El que la sigue la consigue
Ilustración: Antonio Juan Valencia MorenoEl dicho “El que la sigue la consigue” a veces es muy cierto, pero en otras ocasiones ese conseguir llega demasiado tarde, como le sucedió al personaje anónimo al que en este relato doy identidad.
Se llamaba Benechar, que en su lengua viene a significar hijo de noble. La aspiración de este aborigen era salir airoso de las pruebas para poder obtener el status de noble. Por eso, todos los días subía muy de mañana a la montaña de Amagro y se ejercitaba llevando grandes piedras para el Goro que estaba levantando un pastor en su cúspide. Otras veces luchaba con él un plebeyo muy fuerte que a esas horas ya pastoreaba su rebaño por las inmediaciones.
Era Benechar alto, de rostro anguloso, en el que destacaba su sonrisa de dientes sanos y sus ojos verdes oscuros. Aún no tenía el cabello largo y su cara carecía de barba, pero tenía la esperanza de que pronto le concederían tener, en las pruebas de aptitud que se celebrarían en el próximo Beñesmen, esos atributos de noble.
Descansó un momento de sus ejercicios y se quedó mirando allá abajo cómo el poblado de Agáldar iba despertando, y su pensamiento se recreó en la recurrente obsesión de dejar de ser plebeyo y convertirse en noble de pleno derecho, y quizá en Faycán.
Dejando sus ambiciosos sueños por el momento, se dispone a ir bajando la Montaña Sagrada, pero lo hará por la parte más peligrosa, convencido de su fortaleza. Con un esfuerzo tremendo, confiando en su destreza, fue deslizándose montaña abajo ayudándose solamente de sus brazos y de sus piernas. Desde lo alto, el pastor le previno del peligro, pero él no hizo caso.
Desgraciadamente, en un paso mal dado, cayó y se precipitó rodando varios metros. En su caída sufrió, además de muchas contusiones, fractura de la rodilla izquierda. El pastor fue en su auxilio y lo llevó cojeando hasta su hogar, una cueva situada en el gran barranco, muy cerca de la Cueva Pintada.
Su mujer, al verlo, entre lamentos se dispuso a curar sus heridas, sin dejar de quejarse de su mala suerte, pues ahora el trabajo en la parcela concedida por el Guanarteme, pendiente de arar y plantar, sería para ella y de los parientes que estuvieran dispuestos ayudarla, además de ocuparse de sus labores y la crianza de sus cuatro hijos, que no era poco. Ella no sabía cómo salir del contratiempo que le ocasionó las aspiraciones de grandeza de su marido, alentado por ser bastardo del Guanarteme.
Benechar, atribulado y entristecido, quedó en su hogar postrado en una estera de junco sin poder levantarse, atormentado por el dolor, pero le animaba pensar en el día en que mucha gente lo miraría con admiración; no sabía con certeza cómo porque ya no sería noble, ni siquiera un gran guerrero por ser un lisiado; pero sería admirado.
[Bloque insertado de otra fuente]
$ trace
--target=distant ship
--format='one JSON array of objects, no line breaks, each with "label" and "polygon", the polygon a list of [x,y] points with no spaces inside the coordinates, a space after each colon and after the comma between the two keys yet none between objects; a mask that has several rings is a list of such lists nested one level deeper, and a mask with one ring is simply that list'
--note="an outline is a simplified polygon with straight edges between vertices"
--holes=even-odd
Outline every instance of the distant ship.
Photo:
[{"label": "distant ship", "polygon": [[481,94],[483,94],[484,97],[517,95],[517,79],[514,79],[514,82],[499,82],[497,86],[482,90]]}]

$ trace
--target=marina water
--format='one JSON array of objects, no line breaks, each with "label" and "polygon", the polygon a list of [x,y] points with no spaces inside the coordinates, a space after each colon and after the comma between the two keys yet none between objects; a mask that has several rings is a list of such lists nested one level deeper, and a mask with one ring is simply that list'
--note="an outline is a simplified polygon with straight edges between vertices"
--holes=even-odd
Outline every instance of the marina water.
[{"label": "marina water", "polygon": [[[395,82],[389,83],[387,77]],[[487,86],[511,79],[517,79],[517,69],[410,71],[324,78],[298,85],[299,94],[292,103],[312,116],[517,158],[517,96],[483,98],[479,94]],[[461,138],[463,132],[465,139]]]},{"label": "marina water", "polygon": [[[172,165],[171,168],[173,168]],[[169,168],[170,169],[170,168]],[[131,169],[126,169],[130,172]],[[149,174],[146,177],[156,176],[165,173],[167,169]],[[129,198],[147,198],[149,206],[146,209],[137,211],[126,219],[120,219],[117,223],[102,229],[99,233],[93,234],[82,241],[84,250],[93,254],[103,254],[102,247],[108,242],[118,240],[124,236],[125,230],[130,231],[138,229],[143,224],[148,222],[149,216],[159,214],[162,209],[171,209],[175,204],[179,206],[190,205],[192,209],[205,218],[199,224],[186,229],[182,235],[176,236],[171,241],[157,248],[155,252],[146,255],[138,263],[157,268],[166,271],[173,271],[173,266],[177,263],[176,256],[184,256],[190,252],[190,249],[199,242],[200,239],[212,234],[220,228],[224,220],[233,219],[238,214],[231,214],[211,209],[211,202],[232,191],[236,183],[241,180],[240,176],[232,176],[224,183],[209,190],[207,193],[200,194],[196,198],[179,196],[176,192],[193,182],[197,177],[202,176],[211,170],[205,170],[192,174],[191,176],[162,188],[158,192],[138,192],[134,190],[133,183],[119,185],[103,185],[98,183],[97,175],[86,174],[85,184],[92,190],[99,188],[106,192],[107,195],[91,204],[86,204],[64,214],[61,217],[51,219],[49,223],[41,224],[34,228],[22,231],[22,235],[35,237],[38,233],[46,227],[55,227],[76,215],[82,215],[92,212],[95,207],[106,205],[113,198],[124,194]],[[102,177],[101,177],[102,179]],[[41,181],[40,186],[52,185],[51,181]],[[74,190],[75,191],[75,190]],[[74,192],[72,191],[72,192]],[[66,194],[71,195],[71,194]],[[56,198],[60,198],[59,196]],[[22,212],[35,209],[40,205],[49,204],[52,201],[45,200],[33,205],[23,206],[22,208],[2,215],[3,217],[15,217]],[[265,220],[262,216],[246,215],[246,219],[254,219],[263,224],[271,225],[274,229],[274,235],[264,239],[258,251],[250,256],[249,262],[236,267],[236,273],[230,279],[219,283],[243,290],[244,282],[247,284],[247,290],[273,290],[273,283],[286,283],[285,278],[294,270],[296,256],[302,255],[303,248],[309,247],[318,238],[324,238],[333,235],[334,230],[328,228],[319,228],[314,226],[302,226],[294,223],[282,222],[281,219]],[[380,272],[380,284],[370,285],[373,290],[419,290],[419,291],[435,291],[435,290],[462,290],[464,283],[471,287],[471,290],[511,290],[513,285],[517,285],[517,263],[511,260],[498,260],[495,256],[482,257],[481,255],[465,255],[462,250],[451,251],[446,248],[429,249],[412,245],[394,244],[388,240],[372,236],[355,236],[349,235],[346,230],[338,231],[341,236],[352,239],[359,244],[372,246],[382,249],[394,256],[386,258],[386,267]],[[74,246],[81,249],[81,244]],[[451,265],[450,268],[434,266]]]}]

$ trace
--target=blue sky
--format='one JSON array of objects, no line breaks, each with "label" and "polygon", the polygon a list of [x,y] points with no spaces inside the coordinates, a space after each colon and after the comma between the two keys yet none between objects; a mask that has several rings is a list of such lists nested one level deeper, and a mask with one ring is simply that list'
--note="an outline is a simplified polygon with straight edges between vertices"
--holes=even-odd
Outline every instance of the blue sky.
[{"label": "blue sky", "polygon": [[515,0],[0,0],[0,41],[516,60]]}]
Lo presentía.
Desgraciadamente la herida de su rodilla se complicó, sufriendo una gran infección a pesar de los remedios de la curandera y los cuidados de su mujer. Un día amaneció muerto a la puerta de su hogar, a donde había llegado arrastrándose para ver el claro amanecer, que pronto se le convirtió en negruras.
Fue llevado a enterrar barranco abajo, acompañado de sus allegados y de las plañideras correspondientes a la Necrópolis de Aguyaren, cerca del mar.
Quién se lo hubiera dicho. Al cabo de cientos de años , un día de otoño, de repente este aborigen se hizo importante al ser descubiertos sus restos por casualidad, cerca de la orilla del mar, por unos estudiosos de la Necrópolis de La Guancha. Ésta fue la descripción: varón de 20 a 25 años, dentadura bien conservada, una señal congénita de nobleza en sus huesos y otra de fractura en la rodilla izquierda.